Another problem that can cause this is if one passes a character (string vector) to lm instead of a formula. vectors have no environment, and so when lm converts the character to a formula, it apparently also has no environment instead of being automatically assigned the local environment. If one then uses an object as weights that is not in the data argument data.frame, but is in the local function argument, one gets a not found error. This behavior is not very easy to understand. It is probably a bug.

Here's a minimal reproducible example. This function takes a data.frame, two variable names and a vector of weights to use.
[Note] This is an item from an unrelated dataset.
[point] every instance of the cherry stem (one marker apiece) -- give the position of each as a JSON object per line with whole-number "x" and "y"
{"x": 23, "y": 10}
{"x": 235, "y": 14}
residualizer = function(data, x, y, wtds) {
  #the formula to use
  f = "x ~ y" 

  #residualize
  resid(lm(formula = f, data = data, weights = wtds))
}

residualizer2 = function(data, x, y, wtds) {
  #the formula to use
  f = as.formula("x ~ y")

  #residualize
  resid(lm(formula = f, data = data, weights = wtds))
}

d_example = data.frame(x = rnorm(10), y = rnorm(10))
weightsvar = runif(10)

And test:

> residualizer(data = d_example, x = "x", y = "y", wtds = weightsvar)
Error in eval(expr, envir, enclos) : object 'wtds' not found

> residualizer2(data = d_example, x = "x", y = "y", wtds = weightsvar)
         1          2          3          4          5          6          7          8          9         10 
 0.8986584 -1.1218003  0.6215950 -0.1106144  0.1042559  0.9997725 -1.1634717  0.4540855 -0.4207622 -0.8774290 

It is a very subtle bug. If one goes into the function environment with browser, one can see the weights vector just fine, but it somehow is not found in the lm call!

The bug becomes even harder to debug if one used the name weights for the weights variable. In this case, since lm can't find the weights object, it defaults to the function weights() from base thus throwing an even stranger error:

Error in model.frame.default(formula = f, data = data, weights = weights,  : 
  invalid type (closure) for variable '(weights)'

Don't ask me how many hours it took me to figure this out.